Post-convention poll boost for Obama
2012-09-11 11:01
Washington - US President Barack Obama received a significant popularity bounce from his party convention last week and now leads the White House race by a small but clear margin, polls indicated on Monday.
One polling expert working for Republican challenger Mitt Romney dismissed the convention bump as a "sugar-high" that would dissolve once the harsh realities of the president's failed economic policies have sunk back in.
But a CNN/ORC survey of likely voters gave Obama 52% of the vote compared to 46% for Romney, who also fell behind in August in terms of fundraising, the first time he has trailed in the cash race since April.
A Gallup seven-day tracking poll out on Monday also showed Obama ahead, with a five percentage point cushion, while another post-convention survey gave the Democratic incumbent a 5% lead in the key battleground of Ohio.
The candidates were tied at 48% support in the previous CNN/ORC poll, conducted before last week's three-day convention in Charlotte, North Carolina, at which Obama was formally nominated for a second term.
At the convention's finale, Obama shed the soaring rhetoric he used four years ago and portrayed himself as battle-hardened, demanding patience from an electorate he said faced the starkest choice in a generation.
Reassuring donors
Former president Bill Clinton's speech the night before, defending Obama's handling of the economy and drawing stark contrasts with the top-down approach of the Republicans, was widely seen as having given him an important lift.

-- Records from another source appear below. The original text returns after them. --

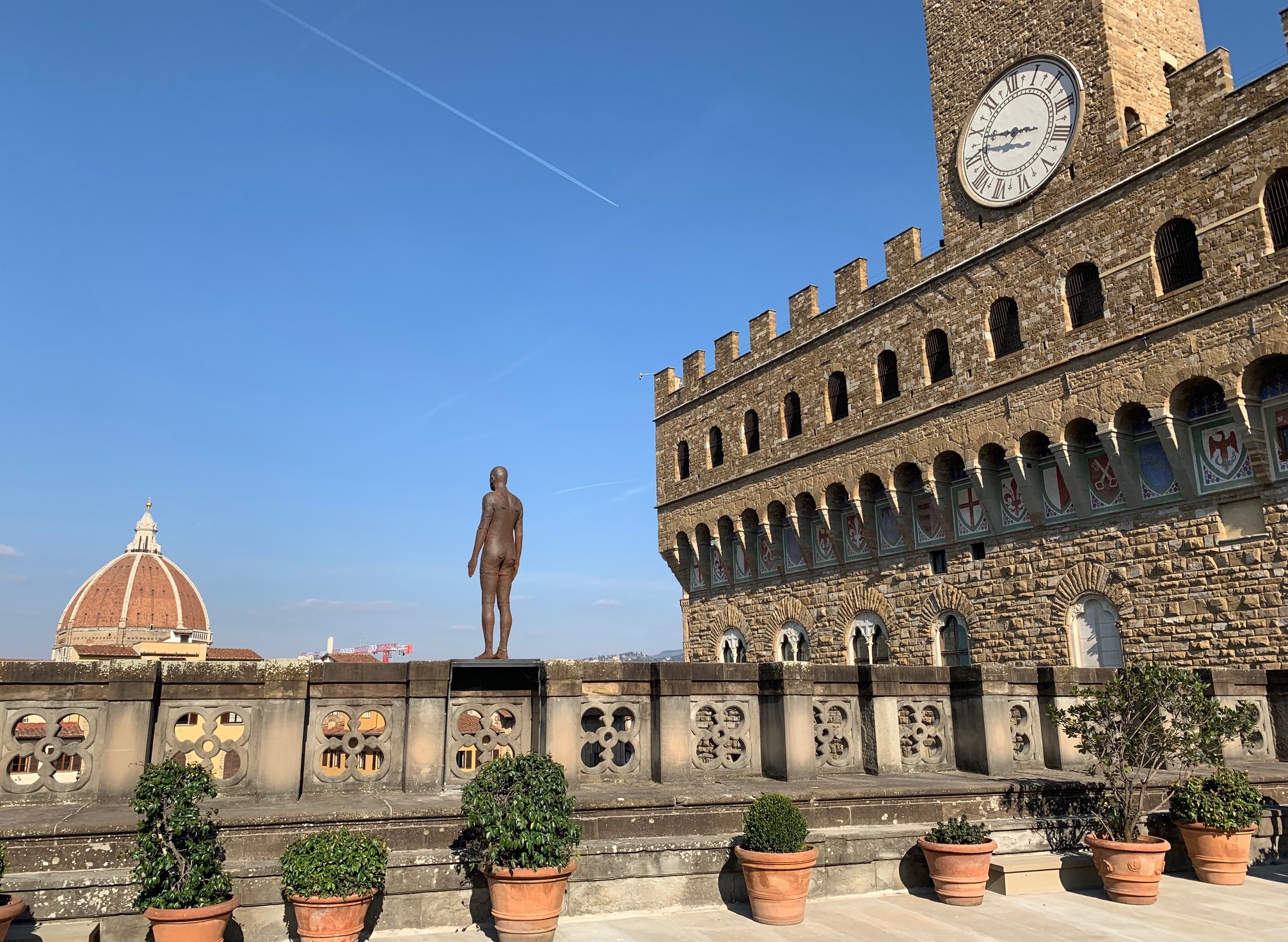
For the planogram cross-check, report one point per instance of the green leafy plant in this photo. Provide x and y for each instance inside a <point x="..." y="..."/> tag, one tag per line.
<point x="518" y="815"/>
<point x="958" y="831"/>
<point x="1224" y="799"/>
<point x="1147" y="719"/>
<point x="774" y="825"/>
<point x="177" y="854"/>
<point x="334" y="864"/>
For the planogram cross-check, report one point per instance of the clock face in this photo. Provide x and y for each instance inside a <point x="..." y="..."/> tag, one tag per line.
<point x="1021" y="131"/>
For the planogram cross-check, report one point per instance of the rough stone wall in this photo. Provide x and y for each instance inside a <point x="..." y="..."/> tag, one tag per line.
<point x="1193" y="597"/>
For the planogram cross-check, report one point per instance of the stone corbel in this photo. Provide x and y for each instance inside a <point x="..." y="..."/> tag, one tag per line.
<point x="1173" y="435"/>
<point x="1028" y="476"/>
<point x="1122" y="458"/>
<point x="1070" y="461"/>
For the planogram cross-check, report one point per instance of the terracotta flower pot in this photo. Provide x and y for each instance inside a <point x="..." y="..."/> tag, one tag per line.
<point x="777" y="884"/>
<point x="10" y="911"/>
<point x="331" y="919"/>
<point x="526" y="904"/>
<point x="204" y="924"/>
<point x="1218" y="856"/>
<point x="1130" y="870"/>
<point x="960" y="872"/>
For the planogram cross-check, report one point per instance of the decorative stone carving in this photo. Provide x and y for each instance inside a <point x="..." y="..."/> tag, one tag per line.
<point x="216" y="735"/>
<point x="722" y="735"/>
<point x="925" y="730"/>
<point x="1024" y="731"/>
<point x="482" y="730"/>
<point x="48" y="747"/>
<point x="611" y="736"/>
<point x="351" y="742"/>
<point x="836" y="733"/>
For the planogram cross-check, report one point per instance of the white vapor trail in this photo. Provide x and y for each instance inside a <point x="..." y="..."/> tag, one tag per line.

Hours before the results of the CNN/ORC poll were known, Romney's team was already seeking to reassure donors and supporters, issuing a "State of the Race" bulletin that betrayed nerves in the campaign.
"Don't get too worked up about the latest polling. While some voters will feel a bit of a sugar-high from the conventions, the basic structure of the race has not changed significantly," said Romney pollster Neil Newhouse.
"The reality of the Obama economy will reassert itself as the ultimate downfall of the Obama presidency, and Mitt Romney will win this race," his missive went on to say.
Newhouse argued that Romney was still the preferred candidate on the crucial issue of the economy and that all the signs pointed to a tight race in which the former Massachusetts governor had a money advantage.
The message was seen as an attempt to shore up support for the Republican candidate after some disappointing polls and after Obama outraised Romney in August by $114m to $111m.
Romney mum on numbers
Newhouse said Romney's supporters were more enthusiastic and that the campaign had crossed a 20 million volunteer threshold as they deploy an all-out "Ground Game" across the key swing states in the 6 November election.
"Mitt Romney will be the next president," he insisted.
"The outcome of this race will ultimately be determined in favour of governor Romney because he has the better leadership skills, the better record, and the better vision for where he wants to take the country."
Speaking at a campaign event later on Monday in Ohio, Romney made no mention of the disappointing poll numbers as he hammered Obama over his stewardship of the economy - insisting again on Obama's weak record on job creation.
While some parts of the US economy have begun to show signs of life, and the stock market has more than recovered since the crash that struck shortly before Obama's election, unemployment remains doggedly high, above 8%.
"We know what would happen if he were re-elected, we'd see more years of high unemployment, we'd see more years of massive deficits, we'd see more years of almost no wage growth in this country," Romney said.
Upcoming debates
"We'd see more years of a nation at the cusp of the kind of crisis you're seeing in Europe. We're forewarned and that's why we're not going to re-elect this man," he blasted.
Obama had no campaign events planned on Monday.
The all-important first presidential debate between Obama and Romney in Denver, Colorado is now less than a month away on 3 October. The rivals will hold two more face-offs on 16 October and 22 October.
Vice President Joe Biden and Romney running mate Paul Ryan hold a one-off debate on 11 October.